Squire reads the available context, identifies the missing media copy, drafts it in the right fields, and maybe ranks what still needs attention. It does the prep work where the prep work belongs.

That is the product experience I care about.

Not ask the AI a question.

More like: the app noticed the unfinished work and prepared a useful next version.

A nervous system for solutions

The best metaphor may be a nervous system.

Pain is a signal. It tells you something is wrong or something needs attention. But pain by itself does not solve anything. It just interrupts you.

Squire is like a nervous system for solutions.

It listens for the pain in the workflow: the empty field, the repeated task, the awkward copy-paste loop, the thing you keep avoiding because it is tedious. But instead of only surfacing the pain, it prepares a solution sensation.

  • Here are the drafts.
  • Here are the missing pieces.
  • Here is the next action.
  • Here is the tool I can create to make this easier next time.

That is a different kind of software.

Beyond foundation training data

The bigger future is contextual AI that goes beyond foundation training data.

The model is important, but the model is not enough. The value comes from the live context around it: the app state, the user's work, the local files, the history, the constraints, the data structures, the tools, and the permissions.
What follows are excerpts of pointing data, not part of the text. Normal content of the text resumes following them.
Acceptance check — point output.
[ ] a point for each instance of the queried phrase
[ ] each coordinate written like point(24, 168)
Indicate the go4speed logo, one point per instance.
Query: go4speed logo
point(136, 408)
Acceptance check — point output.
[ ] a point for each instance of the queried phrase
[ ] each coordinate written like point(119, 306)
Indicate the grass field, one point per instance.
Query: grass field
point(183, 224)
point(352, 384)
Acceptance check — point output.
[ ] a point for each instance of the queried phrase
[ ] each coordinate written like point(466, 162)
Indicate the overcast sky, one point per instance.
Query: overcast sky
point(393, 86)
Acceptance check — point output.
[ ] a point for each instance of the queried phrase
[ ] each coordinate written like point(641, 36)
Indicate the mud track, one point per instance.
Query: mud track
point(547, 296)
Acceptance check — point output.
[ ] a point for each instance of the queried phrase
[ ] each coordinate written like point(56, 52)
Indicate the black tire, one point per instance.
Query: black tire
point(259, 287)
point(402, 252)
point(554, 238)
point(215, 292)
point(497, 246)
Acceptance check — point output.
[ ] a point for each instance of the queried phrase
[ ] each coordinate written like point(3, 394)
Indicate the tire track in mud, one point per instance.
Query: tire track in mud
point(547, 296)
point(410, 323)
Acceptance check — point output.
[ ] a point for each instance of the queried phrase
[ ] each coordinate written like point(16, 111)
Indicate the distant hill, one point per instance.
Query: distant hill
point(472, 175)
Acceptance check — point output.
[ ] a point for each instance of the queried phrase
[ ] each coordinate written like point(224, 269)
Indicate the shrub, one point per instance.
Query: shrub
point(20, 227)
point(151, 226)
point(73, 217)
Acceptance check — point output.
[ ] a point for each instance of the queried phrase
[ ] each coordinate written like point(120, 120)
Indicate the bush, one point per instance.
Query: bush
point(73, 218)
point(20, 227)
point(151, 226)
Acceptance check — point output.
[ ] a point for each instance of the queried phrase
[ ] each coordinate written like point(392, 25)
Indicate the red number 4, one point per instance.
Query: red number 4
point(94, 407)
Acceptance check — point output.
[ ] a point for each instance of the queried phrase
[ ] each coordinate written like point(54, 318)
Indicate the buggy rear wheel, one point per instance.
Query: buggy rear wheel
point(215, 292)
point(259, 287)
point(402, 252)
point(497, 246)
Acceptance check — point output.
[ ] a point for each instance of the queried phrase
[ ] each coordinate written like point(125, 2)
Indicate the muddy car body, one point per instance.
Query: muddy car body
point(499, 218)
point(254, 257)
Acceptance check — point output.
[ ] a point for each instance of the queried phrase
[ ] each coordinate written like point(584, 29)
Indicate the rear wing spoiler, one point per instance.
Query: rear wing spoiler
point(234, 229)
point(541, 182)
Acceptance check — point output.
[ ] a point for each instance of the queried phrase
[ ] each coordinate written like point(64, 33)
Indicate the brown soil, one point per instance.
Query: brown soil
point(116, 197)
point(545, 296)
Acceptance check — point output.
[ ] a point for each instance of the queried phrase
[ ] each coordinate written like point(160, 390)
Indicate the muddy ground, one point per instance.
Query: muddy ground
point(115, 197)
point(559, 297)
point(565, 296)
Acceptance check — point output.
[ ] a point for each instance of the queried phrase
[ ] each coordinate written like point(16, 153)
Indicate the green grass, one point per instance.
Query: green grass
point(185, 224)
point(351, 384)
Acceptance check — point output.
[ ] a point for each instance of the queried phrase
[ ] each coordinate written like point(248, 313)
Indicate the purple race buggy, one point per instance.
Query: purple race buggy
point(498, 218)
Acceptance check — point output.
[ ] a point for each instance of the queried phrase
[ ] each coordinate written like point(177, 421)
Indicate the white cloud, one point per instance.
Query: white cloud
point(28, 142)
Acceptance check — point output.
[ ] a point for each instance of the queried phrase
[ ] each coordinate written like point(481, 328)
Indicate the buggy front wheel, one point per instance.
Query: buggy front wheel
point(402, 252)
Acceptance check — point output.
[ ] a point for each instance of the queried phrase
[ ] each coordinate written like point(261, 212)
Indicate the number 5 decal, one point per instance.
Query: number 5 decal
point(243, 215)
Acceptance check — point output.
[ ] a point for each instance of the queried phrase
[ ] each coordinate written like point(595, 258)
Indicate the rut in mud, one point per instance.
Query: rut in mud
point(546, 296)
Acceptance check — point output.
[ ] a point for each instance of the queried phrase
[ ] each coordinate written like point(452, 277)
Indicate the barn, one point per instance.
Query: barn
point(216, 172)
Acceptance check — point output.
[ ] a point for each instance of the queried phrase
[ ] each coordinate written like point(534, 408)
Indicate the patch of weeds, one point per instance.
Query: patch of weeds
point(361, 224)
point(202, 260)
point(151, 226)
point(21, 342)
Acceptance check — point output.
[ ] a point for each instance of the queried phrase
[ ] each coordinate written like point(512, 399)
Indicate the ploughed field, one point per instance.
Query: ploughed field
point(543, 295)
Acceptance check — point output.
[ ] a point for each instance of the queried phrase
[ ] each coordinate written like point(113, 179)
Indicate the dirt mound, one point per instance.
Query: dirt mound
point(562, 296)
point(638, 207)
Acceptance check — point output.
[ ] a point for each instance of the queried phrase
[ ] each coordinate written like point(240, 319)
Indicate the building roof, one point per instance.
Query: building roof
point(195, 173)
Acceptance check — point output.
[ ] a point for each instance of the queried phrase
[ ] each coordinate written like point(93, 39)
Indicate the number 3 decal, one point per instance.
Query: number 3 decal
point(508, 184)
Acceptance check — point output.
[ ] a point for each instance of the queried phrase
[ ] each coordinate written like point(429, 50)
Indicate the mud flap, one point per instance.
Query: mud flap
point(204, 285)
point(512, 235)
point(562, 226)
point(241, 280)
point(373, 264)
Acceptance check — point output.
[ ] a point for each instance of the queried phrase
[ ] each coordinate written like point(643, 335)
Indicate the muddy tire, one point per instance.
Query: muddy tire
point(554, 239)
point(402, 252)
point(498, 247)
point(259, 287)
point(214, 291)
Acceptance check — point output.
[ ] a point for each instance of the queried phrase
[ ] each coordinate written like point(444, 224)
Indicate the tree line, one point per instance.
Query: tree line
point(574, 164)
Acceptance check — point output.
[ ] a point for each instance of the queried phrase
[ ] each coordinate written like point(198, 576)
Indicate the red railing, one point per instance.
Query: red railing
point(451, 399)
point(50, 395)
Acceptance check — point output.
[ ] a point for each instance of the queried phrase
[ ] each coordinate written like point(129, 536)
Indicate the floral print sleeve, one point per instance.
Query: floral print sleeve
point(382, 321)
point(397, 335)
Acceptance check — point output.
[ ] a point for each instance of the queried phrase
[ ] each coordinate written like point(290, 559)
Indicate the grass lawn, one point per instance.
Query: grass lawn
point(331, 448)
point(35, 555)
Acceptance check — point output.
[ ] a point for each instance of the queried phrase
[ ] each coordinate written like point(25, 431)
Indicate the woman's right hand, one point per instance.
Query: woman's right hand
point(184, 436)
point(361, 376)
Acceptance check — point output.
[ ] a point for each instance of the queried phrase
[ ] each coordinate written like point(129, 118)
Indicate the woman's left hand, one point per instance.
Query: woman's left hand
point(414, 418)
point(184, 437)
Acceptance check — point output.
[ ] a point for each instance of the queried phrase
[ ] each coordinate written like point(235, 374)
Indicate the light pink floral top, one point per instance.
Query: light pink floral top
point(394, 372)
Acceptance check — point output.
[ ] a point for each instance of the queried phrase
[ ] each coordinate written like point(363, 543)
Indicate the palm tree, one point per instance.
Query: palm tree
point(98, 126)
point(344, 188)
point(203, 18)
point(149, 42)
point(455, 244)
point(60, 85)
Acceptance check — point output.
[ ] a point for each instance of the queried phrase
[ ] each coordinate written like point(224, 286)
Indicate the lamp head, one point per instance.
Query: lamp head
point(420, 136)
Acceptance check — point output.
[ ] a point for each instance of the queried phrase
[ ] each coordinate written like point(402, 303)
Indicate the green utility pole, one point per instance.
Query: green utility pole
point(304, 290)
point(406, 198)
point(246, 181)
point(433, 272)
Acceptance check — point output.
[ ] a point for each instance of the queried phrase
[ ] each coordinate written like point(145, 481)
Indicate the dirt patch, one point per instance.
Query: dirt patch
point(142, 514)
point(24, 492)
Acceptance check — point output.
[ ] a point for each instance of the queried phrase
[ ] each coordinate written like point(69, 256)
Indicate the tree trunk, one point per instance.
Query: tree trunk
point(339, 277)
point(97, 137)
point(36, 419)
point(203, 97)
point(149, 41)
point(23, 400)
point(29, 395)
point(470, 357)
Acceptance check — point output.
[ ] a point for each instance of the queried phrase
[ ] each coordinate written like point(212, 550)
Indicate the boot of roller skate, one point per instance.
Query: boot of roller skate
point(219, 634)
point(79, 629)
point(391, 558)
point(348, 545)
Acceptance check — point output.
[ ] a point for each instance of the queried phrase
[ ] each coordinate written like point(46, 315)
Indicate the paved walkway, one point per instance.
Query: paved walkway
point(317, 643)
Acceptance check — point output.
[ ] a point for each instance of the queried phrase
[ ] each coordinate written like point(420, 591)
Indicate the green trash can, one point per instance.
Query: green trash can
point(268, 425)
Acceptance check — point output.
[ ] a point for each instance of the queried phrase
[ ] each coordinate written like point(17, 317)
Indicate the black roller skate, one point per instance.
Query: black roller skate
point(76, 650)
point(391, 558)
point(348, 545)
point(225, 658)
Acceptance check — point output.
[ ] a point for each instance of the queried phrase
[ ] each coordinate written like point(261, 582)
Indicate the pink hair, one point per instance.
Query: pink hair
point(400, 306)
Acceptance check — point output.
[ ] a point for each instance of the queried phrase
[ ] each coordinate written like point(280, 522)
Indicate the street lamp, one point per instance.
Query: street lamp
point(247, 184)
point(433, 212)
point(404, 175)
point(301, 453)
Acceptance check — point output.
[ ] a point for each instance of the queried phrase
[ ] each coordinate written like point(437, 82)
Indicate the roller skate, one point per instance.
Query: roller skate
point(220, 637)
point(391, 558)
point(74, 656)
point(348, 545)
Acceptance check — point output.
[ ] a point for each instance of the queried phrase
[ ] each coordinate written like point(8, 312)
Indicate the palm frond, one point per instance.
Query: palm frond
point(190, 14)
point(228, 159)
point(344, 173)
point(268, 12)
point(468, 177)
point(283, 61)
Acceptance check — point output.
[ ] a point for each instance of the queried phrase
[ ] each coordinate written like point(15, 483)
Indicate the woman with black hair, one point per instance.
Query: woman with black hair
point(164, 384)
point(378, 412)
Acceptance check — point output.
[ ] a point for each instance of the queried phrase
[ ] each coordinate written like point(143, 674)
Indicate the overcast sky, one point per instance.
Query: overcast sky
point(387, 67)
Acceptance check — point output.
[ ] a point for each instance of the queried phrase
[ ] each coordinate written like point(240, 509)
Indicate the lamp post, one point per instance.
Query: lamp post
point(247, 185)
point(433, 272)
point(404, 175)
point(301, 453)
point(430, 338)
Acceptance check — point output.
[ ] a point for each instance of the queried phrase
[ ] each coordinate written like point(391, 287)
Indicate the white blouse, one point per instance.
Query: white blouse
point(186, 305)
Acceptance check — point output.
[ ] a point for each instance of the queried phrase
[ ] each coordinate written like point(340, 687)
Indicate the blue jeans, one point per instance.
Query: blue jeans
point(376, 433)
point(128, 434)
Developers have not fully internalized how fast this paradigm is changing. A lot of people are still thinking in terms of chatbots, MCP plumbing, skills, and fake company-role agents.

I think the better direction is simpler and more central.

  • Build a good context.
  • Make it efficient for tokens.
  • Make it effective for results.
  • Keep it easy to maintain.
  • Let the AI operate inside the app, not outside it.
  • Let it recommend more than it decides.
  • Let it extend the system where the system needs extension.

The next interface is not a chat box.

It is an app that can feel where the work hurts, and quietly prepare the next useful thing.

Article FAQ

Article takeaways

What is Squire?
Squire is a local, context-engineered awareness service that runs inside an app and helps solve workflow problems with the app context already available.
How is Squire different from a chatbot?
A chatbot asks the user to leave the workflow and reconstruct context manually. Squire operates inside the workflow, where the app state, files, data structures, and available actions already exist.
Is Squire an autonomous agent?
Not by default. The useful boundary is read-mostly and recommendation-first: Squire drafts, analyzes, ranks, and prepares work while the human keeps final judgment and approval.
Why does local development matter?
Local systems can work with project files, app state, custom scripts, and fast feedback loops in ways that generic cloud chat interfaces cannot. The AI belongs closer to the work.